Best ever classic cream scones (eggless)

Scones are one of the first baked goods I learned how to make as a kid. My mom (and my whole family) love afternoon tea, especially the scones. I grew up making them every year for her birthday and Mother’s Day but on lots of other occasions too.

Because of that, I’ve tinkered and tested lots of different recipes and variants of this recipe over the years. This is the one I keep coming back to. It’s flaky, buttery, tender and absolutely perfect with a jam and dollop of clotted cream.

No offense to the cakey Starbucks scones or the dry scones you get at other coffee shops, but these are way better. They’re not too sweet, and they’re pretty close to authentic British scones if I do say so myself.

Why this recipe works

  • The basic recipe is just 7 ingredients. In this case, simple really is best.
  • You’ll notice that this recipe doesn’t have eggs. Most traditional scone recipes don’t. Eggs give scones more of a cakey texture vs a buttery, flaky one. I don’t eat eggs anyway, but that’s why you don’t see a flax egg or other egg substitute in this recipe.
  • Baking powder gives your scones a bit of lift, without the gross aftertaste you get with baking soda.
  • It’s not too sweet. 1/4 cup of sugar is enough to just lightly sweeten your scone. Most of your sweetness will come from the jam you top the scone with.
  • While most scone recipes ask you to “cut in” the butter using pastry knives or forks, I’ve never quite managed to do this properly. Instead, I use my hands or a stand mixer to crumble the butter into the dough until it resembles coarse crumbs. Using your hands will warm the butter, but it works just fine because you’re going to chill the dough before baking your scones anyway. See “tips on making scones” below.
  • Chill your scone dough for at least 10 minutes in the freezer before baking to allow the butter in the dough to chill. This will make for flaky scones and also keep your scones from spreading too much in the oven.
  • Make sure your oven is preheated to 425 degrees Fahrenheit before putting your scones in. The delta in temperature between the oven and scone dough and the oven will ensure your scones are browned on the outside and moist in the center.
  • Place your scones on the top rack of your oven, as the bottom tends to cook faster the the top.
  • Bake your scones just before serving. These are best fresh. If you don’t want to eat them all right away, keep the prepared, shaped dough in an airtight container in the freezer and bake a few scones at a time.
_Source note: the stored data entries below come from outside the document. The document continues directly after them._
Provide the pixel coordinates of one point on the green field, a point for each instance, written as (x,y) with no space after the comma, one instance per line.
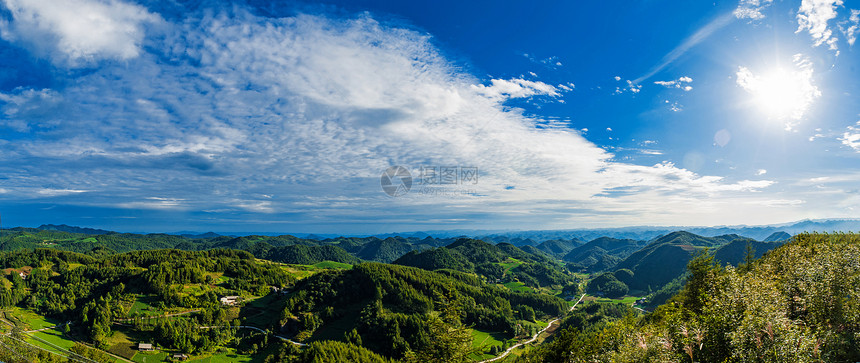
(141,306)
(516,286)
(482,341)
(259,312)
(628,300)
(332,264)
(225,357)
(27,319)
(510,264)
(150,357)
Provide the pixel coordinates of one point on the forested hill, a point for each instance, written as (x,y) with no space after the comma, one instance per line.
(400,311)
(798,303)
(503,263)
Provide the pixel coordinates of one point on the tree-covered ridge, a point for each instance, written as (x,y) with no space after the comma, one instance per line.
(503,262)
(798,303)
(93,293)
(399,305)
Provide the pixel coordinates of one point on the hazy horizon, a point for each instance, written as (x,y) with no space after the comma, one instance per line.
(373,116)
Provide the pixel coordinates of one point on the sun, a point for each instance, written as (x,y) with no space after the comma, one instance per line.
(781,94)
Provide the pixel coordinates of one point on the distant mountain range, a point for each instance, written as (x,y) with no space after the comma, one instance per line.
(536,237)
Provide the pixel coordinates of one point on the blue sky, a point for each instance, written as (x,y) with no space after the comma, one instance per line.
(282,117)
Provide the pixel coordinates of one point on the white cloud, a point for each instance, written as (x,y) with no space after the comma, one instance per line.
(691,41)
(784,94)
(677,83)
(751,9)
(314,107)
(51,192)
(156,203)
(501,89)
(813,16)
(851,137)
(82,30)
(851,27)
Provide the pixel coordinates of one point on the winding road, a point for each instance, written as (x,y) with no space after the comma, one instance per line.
(515,346)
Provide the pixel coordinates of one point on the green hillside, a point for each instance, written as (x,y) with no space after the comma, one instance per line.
(796,304)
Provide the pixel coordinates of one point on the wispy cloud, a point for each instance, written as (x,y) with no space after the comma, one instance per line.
(851,27)
(501,89)
(851,137)
(677,83)
(784,94)
(813,16)
(308,110)
(691,41)
(78,31)
(751,9)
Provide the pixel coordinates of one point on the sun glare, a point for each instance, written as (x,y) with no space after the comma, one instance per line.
(780,94)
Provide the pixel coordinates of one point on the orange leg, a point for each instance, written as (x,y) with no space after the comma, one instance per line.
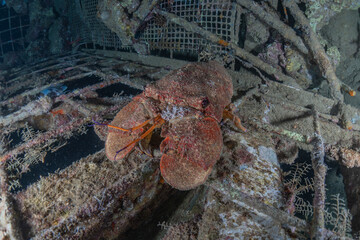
(131,129)
(158,121)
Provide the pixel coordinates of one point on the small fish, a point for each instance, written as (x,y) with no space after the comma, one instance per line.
(54,91)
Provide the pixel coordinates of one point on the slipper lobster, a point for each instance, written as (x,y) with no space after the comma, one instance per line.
(188,105)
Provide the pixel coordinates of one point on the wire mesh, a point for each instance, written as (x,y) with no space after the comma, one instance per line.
(159,34)
(12,31)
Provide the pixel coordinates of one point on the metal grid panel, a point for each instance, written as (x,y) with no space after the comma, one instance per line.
(213,15)
(97,32)
(12,31)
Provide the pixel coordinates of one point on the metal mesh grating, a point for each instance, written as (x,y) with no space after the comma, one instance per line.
(215,16)
(12,31)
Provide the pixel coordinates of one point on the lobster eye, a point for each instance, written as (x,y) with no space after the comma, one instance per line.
(205,102)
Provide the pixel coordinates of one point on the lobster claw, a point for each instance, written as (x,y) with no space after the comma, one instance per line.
(117,142)
(190,149)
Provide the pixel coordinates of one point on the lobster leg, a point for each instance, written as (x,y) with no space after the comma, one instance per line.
(158,121)
(127,127)
(190,149)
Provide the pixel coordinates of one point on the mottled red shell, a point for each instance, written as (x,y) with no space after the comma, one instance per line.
(192,140)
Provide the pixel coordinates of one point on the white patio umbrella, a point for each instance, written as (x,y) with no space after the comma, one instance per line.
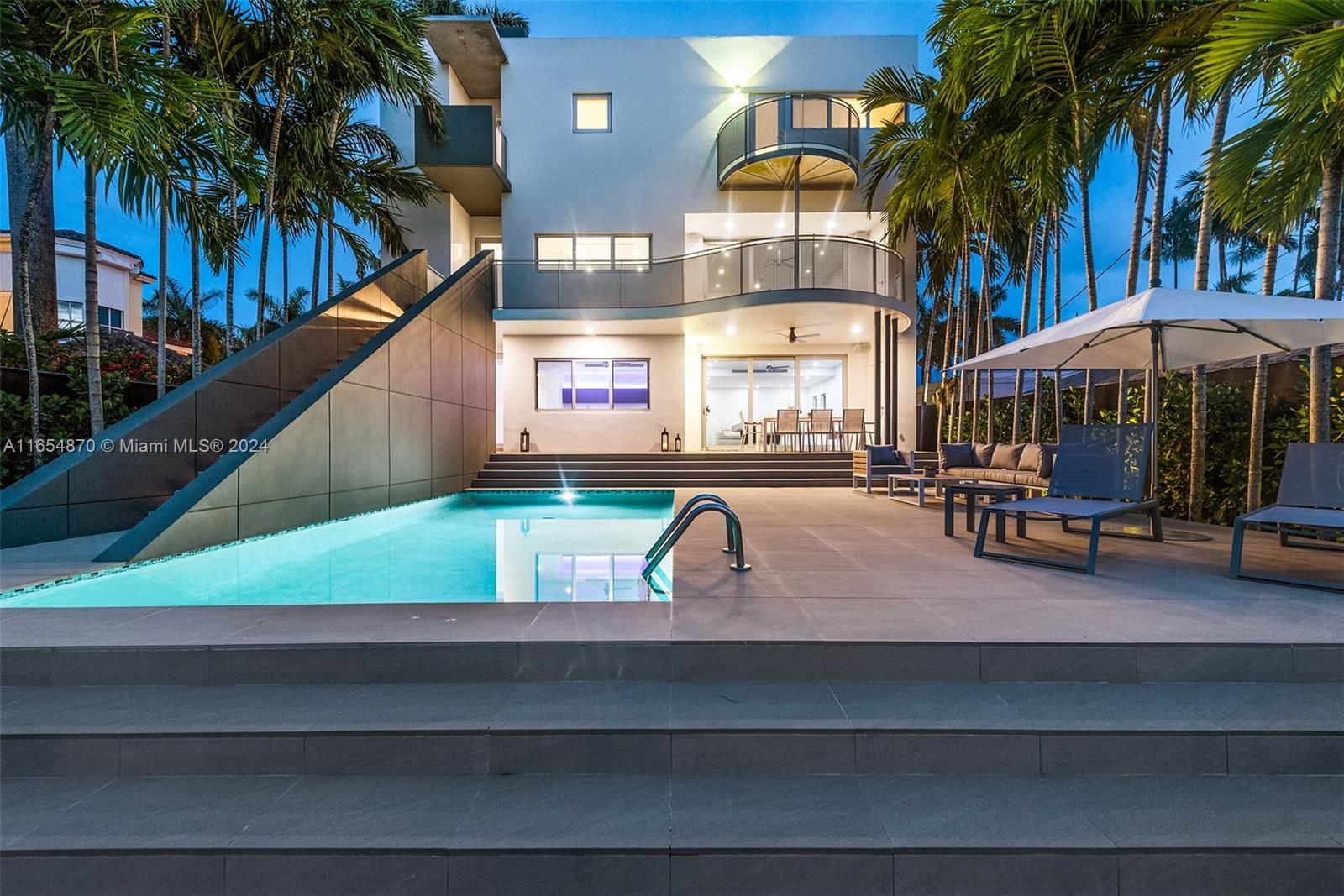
(1163,329)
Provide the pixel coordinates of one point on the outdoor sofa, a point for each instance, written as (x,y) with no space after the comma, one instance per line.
(1099,473)
(1027,464)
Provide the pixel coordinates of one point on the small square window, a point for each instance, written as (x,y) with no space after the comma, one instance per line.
(591,112)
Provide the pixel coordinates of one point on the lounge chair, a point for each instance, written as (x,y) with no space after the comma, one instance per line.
(1310,496)
(878,463)
(1099,473)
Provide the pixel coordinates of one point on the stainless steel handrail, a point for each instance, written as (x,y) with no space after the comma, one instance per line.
(685,516)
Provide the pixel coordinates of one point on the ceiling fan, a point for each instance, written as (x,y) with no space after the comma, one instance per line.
(793,336)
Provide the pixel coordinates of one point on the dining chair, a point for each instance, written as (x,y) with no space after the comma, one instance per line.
(822,425)
(853,427)
(786,426)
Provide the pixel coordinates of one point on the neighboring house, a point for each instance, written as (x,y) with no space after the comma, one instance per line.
(121,277)
(667,210)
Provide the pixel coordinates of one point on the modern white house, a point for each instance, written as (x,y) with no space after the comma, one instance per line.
(121,280)
(679,231)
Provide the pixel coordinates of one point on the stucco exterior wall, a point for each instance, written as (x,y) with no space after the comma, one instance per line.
(669,96)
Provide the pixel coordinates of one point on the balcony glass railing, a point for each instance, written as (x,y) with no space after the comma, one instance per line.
(784,125)
(737,269)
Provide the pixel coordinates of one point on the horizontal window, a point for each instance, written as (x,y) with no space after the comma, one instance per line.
(593,385)
(595,251)
(591,112)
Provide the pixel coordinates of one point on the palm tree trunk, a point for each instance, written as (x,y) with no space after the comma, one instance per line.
(318,264)
(1155,242)
(163,295)
(1327,248)
(1297,262)
(331,258)
(1206,208)
(230,268)
(1136,235)
(26,309)
(1085,207)
(1059,391)
(93,335)
(269,214)
(195,291)
(1256,464)
(284,277)
(1021,331)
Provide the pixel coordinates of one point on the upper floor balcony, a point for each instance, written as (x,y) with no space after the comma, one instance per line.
(857,269)
(772,140)
(472,159)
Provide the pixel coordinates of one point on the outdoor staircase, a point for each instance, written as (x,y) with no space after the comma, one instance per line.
(667,470)
(654,768)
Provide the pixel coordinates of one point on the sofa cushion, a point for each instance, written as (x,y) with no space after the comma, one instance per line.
(884,454)
(1030,479)
(1007,457)
(958,454)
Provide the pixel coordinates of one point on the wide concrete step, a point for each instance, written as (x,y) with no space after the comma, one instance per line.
(659,833)
(707,727)
(655,481)
(449,642)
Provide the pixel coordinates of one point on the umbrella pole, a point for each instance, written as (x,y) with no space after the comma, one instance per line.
(1152,411)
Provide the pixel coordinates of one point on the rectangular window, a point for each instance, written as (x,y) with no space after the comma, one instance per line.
(595,251)
(591,112)
(69,313)
(591,385)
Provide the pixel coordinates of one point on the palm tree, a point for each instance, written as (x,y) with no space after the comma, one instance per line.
(1300,137)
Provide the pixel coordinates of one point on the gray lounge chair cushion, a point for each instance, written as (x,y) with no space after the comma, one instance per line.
(884,454)
(954,456)
(1007,457)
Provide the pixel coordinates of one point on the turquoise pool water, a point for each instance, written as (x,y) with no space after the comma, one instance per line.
(492,546)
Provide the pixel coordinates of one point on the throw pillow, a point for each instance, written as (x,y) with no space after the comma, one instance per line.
(1047,459)
(1007,457)
(1032,457)
(958,454)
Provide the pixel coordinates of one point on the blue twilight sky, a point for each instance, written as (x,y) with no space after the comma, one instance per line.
(1113,188)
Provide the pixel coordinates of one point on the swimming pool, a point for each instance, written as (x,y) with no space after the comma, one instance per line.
(479,547)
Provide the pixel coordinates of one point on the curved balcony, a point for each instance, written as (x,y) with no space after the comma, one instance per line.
(761,144)
(851,269)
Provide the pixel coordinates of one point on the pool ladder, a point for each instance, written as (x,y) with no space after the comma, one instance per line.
(699,504)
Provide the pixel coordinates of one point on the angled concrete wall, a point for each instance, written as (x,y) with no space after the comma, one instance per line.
(159,449)
(407,416)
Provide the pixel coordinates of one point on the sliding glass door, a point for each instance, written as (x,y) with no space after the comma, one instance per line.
(743,390)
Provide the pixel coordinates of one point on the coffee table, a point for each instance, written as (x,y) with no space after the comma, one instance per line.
(996,492)
(916,485)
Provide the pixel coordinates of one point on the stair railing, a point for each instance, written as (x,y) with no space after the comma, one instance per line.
(696,506)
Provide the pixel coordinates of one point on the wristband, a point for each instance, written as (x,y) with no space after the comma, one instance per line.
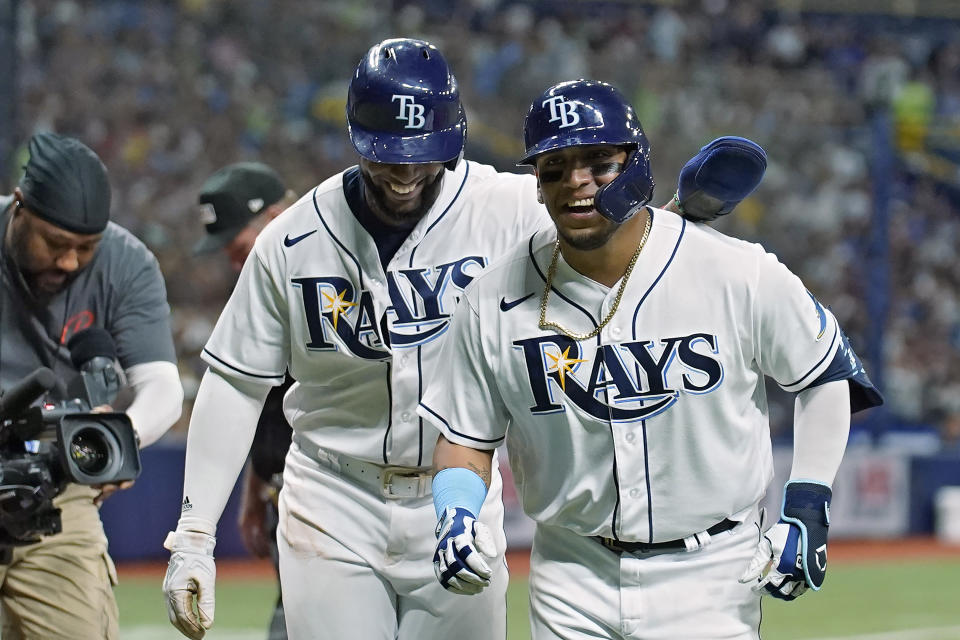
(458,487)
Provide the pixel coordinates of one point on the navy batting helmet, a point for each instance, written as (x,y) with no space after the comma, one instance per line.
(403,106)
(586,112)
(578,113)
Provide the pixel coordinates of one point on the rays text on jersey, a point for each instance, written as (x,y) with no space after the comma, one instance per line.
(622,382)
(421,301)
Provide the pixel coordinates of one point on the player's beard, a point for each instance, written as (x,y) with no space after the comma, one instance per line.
(44,284)
(590,238)
(379,201)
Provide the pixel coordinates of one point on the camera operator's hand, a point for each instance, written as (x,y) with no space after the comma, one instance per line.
(191,576)
(110,488)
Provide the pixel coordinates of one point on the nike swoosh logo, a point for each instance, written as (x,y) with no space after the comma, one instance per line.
(289,242)
(506,306)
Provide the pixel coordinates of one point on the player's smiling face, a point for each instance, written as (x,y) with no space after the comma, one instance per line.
(400,194)
(569,178)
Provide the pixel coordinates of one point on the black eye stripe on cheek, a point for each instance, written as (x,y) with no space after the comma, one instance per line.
(606,168)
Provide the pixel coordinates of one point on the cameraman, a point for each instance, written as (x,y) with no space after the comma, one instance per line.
(65,268)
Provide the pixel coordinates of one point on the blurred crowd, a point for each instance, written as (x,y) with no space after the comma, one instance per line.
(860,116)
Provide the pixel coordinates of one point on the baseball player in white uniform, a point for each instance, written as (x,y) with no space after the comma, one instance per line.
(350,289)
(620,354)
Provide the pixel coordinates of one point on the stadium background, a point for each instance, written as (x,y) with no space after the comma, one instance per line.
(857,103)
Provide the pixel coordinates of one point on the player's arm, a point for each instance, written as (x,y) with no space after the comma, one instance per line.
(157,398)
(459,489)
(800,344)
(222,427)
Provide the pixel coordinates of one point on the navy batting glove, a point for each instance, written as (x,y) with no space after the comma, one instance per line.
(621,198)
(792,555)
(715,180)
(462,541)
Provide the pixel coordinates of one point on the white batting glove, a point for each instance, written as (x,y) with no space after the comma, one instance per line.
(458,561)
(775,569)
(191,575)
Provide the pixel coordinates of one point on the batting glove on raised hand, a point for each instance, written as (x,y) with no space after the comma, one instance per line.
(191,575)
(714,181)
(792,554)
(462,541)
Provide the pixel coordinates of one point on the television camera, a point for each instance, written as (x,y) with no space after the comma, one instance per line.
(45,446)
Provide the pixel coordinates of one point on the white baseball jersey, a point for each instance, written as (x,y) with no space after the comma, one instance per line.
(657,428)
(359,340)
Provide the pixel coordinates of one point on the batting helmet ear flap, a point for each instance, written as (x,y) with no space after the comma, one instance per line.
(620,199)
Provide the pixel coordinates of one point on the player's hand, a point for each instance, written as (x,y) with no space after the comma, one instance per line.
(462,541)
(190,580)
(792,555)
(715,180)
(774,569)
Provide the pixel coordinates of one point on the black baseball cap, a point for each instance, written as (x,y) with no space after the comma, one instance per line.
(231,198)
(65,183)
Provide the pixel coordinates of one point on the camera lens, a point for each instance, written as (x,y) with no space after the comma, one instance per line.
(90,451)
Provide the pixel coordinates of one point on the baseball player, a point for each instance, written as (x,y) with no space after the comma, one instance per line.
(236,203)
(620,354)
(351,289)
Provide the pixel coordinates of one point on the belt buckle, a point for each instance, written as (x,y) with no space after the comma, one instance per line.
(415,488)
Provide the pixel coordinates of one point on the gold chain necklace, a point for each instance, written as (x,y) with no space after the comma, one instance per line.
(551,272)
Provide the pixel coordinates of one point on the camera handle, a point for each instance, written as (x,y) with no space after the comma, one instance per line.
(20,396)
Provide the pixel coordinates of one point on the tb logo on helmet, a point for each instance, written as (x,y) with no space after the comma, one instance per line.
(410,111)
(562,110)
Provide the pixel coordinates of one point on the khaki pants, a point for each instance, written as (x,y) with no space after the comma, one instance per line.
(62,586)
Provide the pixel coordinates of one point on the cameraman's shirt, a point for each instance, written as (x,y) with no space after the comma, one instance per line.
(121,290)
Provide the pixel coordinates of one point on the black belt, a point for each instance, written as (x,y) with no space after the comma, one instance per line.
(621,546)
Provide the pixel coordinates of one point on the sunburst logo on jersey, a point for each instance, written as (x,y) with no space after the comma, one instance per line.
(338,305)
(563,364)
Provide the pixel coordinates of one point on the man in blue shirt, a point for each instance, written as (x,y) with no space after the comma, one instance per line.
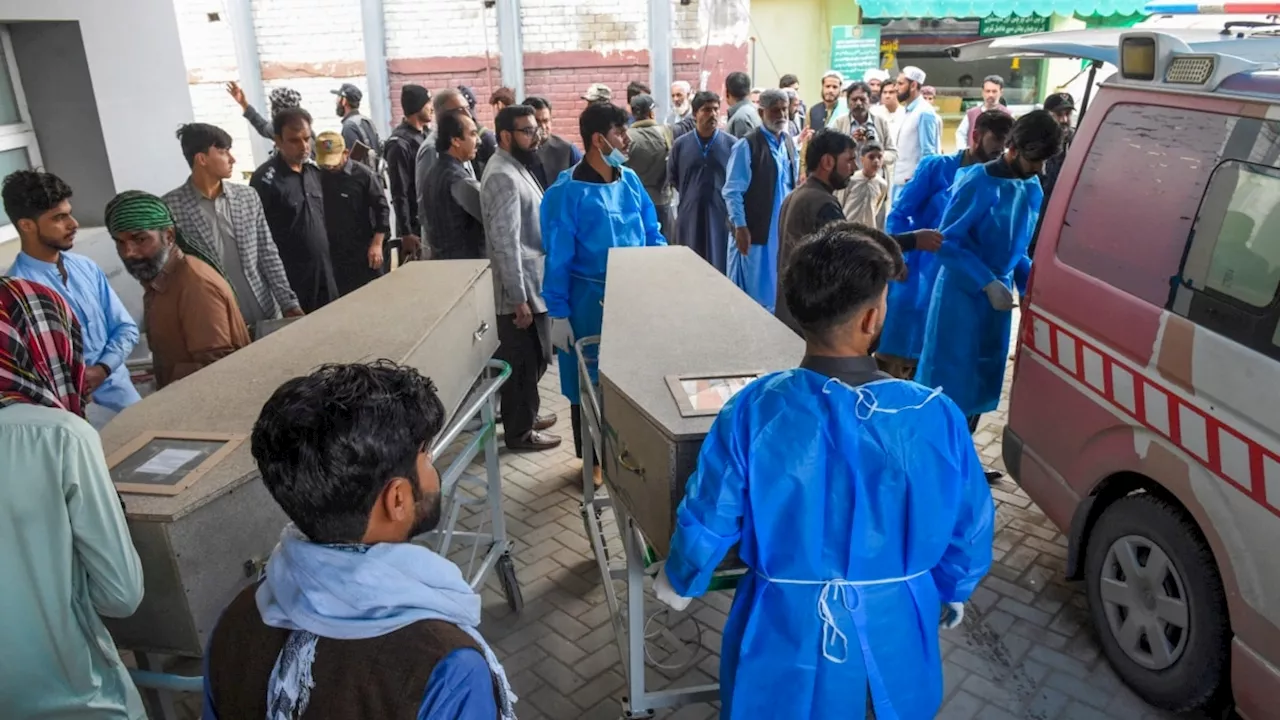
(762,171)
(39,205)
(352,619)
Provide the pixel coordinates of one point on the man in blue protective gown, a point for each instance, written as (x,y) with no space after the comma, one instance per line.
(696,165)
(919,206)
(762,171)
(860,507)
(986,231)
(594,205)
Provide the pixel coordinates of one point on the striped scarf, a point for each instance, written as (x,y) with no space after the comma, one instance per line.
(41,356)
(135,210)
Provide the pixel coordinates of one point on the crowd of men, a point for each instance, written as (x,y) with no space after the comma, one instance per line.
(892,260)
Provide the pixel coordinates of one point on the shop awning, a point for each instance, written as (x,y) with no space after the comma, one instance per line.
(1000,8)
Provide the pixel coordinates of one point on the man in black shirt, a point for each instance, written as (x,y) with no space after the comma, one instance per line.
(293,203)
(401,153)
(355,212)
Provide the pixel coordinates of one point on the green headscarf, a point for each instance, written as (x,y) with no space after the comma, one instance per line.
(135,210)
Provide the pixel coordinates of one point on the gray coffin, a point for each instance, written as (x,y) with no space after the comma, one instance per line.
(204,545)
(667,311)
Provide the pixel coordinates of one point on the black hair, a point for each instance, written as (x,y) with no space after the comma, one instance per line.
(328,443)
(288,118)
(599,118)
(993,121)
(1037,136)
(835,273)
(449,127)
(636,87)
(199,137)
(702,98)
(858,85)
(827,141)
(506,118)
(30,194)
(737,85)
Note: you may need to add a couple minutes to your bake time if you bake the scones from frozen.

Tips for serving scones

  • To reheat your scones, wrap each scone in a moist paper towel and microwave for 15 seconds
  • Traditional scones are eaten with jam and clotted cream. Clotted cream can be hard to find in the U.S. Instead, whip 1/4 cup of heavy whipped cream with 1 teaspoon of powdered sugar until stiff peaks form. You can use a stand mixer + whisk attachment, electric whisk, or immersion blender for this. Whisk at high speed but watch carefully to make you sure you don’t over whip – you don’t want your cream to turn into butter.

Ingredients – scones

  • 2 cups flour
  • 1/4 cup granulated sugar
  • 2 teaspoons baking powder
  • 1/8 teaspoon salt
  • 6 tablespoons unsalted butter, cold, and cut into small cubes
  • 1/2 cup heavy cream, plus a little more
  • 1 teaspoon vanilla extract

Add ins – optional

  • 1 tablespoon fresh orange zest
  • 1/3 cup dried cherries or cranberries

Glaze – optional

  • 1 tablespoon milk
  • 1 tablespoon raw sugar

Instructions

  1. Preheat oven to 425 degrees Fahrenheit.
  2. Mix flour, sugar, baking powder, and salt in a large bowl or stand mixer.
  3. Add butter and crumble it in using your hands or the stand mixture attachment until the mixture resembles coarse crumbs.
  4. Add cream, vanilla extract, and add ins (if using) and mix together until dough starts to comes together. The dough should be a little crumbly, but you can add a couple extra tablespoons of cream if needed.
  5. Place the dough on a piece of parchment paper on a flat surface Shape the dough into an 8 inch wide circle.
  6. Using a sharp knife, cut your disc into 8 triangles. Alternatively, use a cookie cutter to cut your scones into the shape of your choice. I used a heart shaped one here.
  7. Place your scones (along with the parchment paper) on a large plate. Wrap the plate in plastic wrap and place it in the freezer for 10 minutes. This will cool down the butter again so your scones don’t spread too much.
  8. Remove your dough from the fridge and place each scone on an ungreased baking sheet, 2 inches apart.
  9. Optional: Using a pastry brush, brush milk on the top of each scone and sprinkle with raw sugar.
  10. Bake scones for 14-15 minutes on the top rack of your oven or until the tops are just starting to get golden brown.